Background: What Is Section 301?
Section 301 of the US Trade Act of 1974 is a unilateral trade-retaliation tool that empowers the US Trade Representative to investigate and act against foreign trade practices deemed “unjustifiable” or “unreasonable.” Because the earlier “reciprocal tariffs” were struck down domestically, Washington is pivoting to Section 301 as a more legally durable basis for tariffs. This matters because such unilateral measures sit uneasily with core World Trade Organization (WTO) principles — the Most-Favoured-Nation (MFN) rule and National Treatment — which discourage discriminatory, country-specific tariff action outside the multilateral dispute framework.
Why It Matters
The negotiation distinguishes a BTA from a full Free Trade Agreement (FTA): a BTA can be narrower and faster, targeting specific sectors, market access and non-tariff barriers (NTBs) rather than near-total tariff elimination. The talks unfold within the broader India–US Comprehensive Global Strategic Partnership, where trade, technology and supply-chain “de-risking” are increasingly intertwined. For India, the strategic prize is locking in predictable market access for its exporters while resisting tariff coercion; for the US, it is reshaping supply chains away from competitors. The legality of unilateral Section 301 tariffs under WTO rules remains the central tension.
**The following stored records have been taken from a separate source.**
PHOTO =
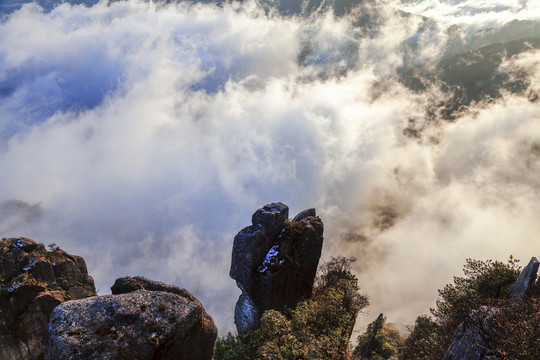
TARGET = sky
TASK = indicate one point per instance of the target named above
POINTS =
(142, 137)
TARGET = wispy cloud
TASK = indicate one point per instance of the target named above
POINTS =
(148, 134)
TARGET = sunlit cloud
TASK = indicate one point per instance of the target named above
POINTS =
(143, 136)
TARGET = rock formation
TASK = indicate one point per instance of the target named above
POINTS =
(468, 343)
(33, 281)
(525, 281)
(143, 319)
(274, 262)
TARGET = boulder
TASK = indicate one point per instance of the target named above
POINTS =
(168, 323)
(32, 282)
(525, 282)
(129, 284)
(274, 262)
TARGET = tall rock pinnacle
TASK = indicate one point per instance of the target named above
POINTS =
(274, 262)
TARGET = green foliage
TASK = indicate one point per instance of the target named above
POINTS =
(318, 328)
(514, 330)
(428, 340)
(485, 283)
(380, 344)
(233, 347)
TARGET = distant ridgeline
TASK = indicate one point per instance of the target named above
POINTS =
(290, 307)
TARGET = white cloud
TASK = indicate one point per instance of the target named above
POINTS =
(149, 134)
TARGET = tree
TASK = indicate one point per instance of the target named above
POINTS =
(379, 342)
(485, 283)
(318, 328)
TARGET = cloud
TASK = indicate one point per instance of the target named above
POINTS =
(148, 135)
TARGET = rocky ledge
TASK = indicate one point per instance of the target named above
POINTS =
(32, 282)
(144, 319)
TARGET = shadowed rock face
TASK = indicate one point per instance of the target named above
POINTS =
(33, 281)
(274, 262)
(467, 343)
(134, 323)
(525, 281)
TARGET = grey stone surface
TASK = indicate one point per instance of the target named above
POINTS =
(33, 281)
(525, 281)
(467, 343)
(136, 325)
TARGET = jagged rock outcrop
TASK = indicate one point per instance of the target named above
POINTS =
(144, 319)
(32, 282)
(467, 343)
(274, 262)
(525, 281)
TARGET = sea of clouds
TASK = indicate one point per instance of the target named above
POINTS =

Constitutional / Legal Framework
Section 301, US Trade Act 1974 — a unilateral trade-retaliation mechanism, now being used to replace reciprocal tariffs struck down by the US Supreme Court (Feb 2026). WTO principles — Most-Favoured-Nation (no discrimination between trading partners) and National Treatment (no discrimination between imports and like domestic goods) constrain such unilateral action. A Bilateral Trade Agreement (BTA) is narrower than a full FTA; both must contend with non-tariff barriers (NTBs). The talks advance the India–US Comprehensive Global Strategic Partnership.
CLAT Angle
This is a clean international-trade-law and IR question set: the difference between a BTA and an FTA, the WTO’s MFN and National Treatment pillars, and the legality of unilateral tariffs under Section 301. CLAT Legal Reasoning passages often test whether a country-specific tariff violates MFN — a perfect application of this news. Note the names: USTR Jamieson Greer, Sitharaman, Goyal.
Key Facts
| Date of talks | 23–24 June 2026, New Delhi |
| US negotiator | USTR Jamieson Greer |
| Indian ministers | Nirmala Sitharaman, Piyush Goyal |
| Tariff tool | Section 301, US Trade Act 1974 |
| WTO pillars | MFN, National Treatment |
Mnemonic / Memory Hook
“301 = unilateral retaliation” (US’s own weapon), while “WTO = MFN + National Treatment” (no discrimination). And remember: BTA is the fast lane, FTA is the highway.